For privacy purposes, California insurance brokers and agents are subject to numerous regulations:

With me so far?  OK.

CalFIPA section 4056.5(b), which took effect more than six years ago in 2004, permits broker-agents to use nonpublic personal information without obtaining prior customer consent to shop for new policies on renewal.  However, the older CCRs resulting from GLBA and CalIIPPA (specifically, Section 2689.8(c)(3)) were inconsistent and required agents and brokers to annually mail privacy policies to all customers and to provide an opt-out that, if returned by the customer, prevented the broker-agents from using nonpublic personal information to obtain information to respond to a customer request for policy rate quote information.

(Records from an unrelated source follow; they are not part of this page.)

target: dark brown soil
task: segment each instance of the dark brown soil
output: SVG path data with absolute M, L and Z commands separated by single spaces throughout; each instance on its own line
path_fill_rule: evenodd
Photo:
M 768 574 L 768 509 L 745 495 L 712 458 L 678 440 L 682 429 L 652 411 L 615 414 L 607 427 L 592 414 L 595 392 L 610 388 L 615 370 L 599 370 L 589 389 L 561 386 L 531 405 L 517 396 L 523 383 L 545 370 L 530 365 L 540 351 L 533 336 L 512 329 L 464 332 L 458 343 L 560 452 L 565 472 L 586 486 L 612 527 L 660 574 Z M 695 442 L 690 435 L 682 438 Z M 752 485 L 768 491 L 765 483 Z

On November 4, OAL approved changes to the CCRs that repealed Section 2689.8(c)(3). OAL also clarified that all brokers and agents are exempt from sending out their own privacy policies provided that the insurance company issuing the policy has complied with the notification requirements. The amendments took effect immediately.

The insurance industry noted that the changes make the CCRs consistent with CalFIPA and "prevent [consumers] from being bombarded with multiple, identical privacy policies on every insurance product they purchase."  Setting aside the question of whether those privacy policies are or should be "identical," there is a legitimate issue, noted on numerous recent occasions by the FTC and privacy advocates in a more general context, as to whether more fine print and pages in privacy policies result in more transparency or just more confusion.

Because the changes to CCRs were, as reported by the Insurance Journal, "the verbatim result of changes to previously enacted statutory law," the CA DOI was not required by the California Administrative Procedures Act to hold public hearings or otherwise initiate a new rulemaking hearing.  However, the OAL was required to approve the DOI action in order for the changes to take effect. 

It is not clear from the limited press reports whether other states like California that have adopted the 1982/1992 Model Act of the National Association of Insurance Commissioners for privacy purposes (Arizona, Connecticut, Georgia, Illinois, Kansas to some extent, Maine, Massachusetts, Minnesota, Montana, Nevada, New Jersey, North Carolina, Ohio, Oregon, and Virginia) have confronted similar inconsistencies as between their privacy regulations promulgated pursuant to GLBA, on the one hand, and their other state privacy laws, or whether they will follow California's lead in resolving any such conflicts.

It is also not clear that the changes will have any real impact on brokers and agents to the extent they serve customers in other states that still require notice and opt-out.  But, for those few California brokers and agents that serve only California customers, the amendments are likely to result in significant savings with respect to preparation of privacy notices and effectuating opt-outs.

My primary takeaway from all this - there is a real need for some consistency and predictability in the privacy and security regulatory scheme(s) in this country, as between and among states and industries. Having said that, I don't think the proposed federal legislation currently under consideration gets us there (at least, not beyond some of the proposed breach notification requirements).  In the meantime, the business and technology worlds are moving forward.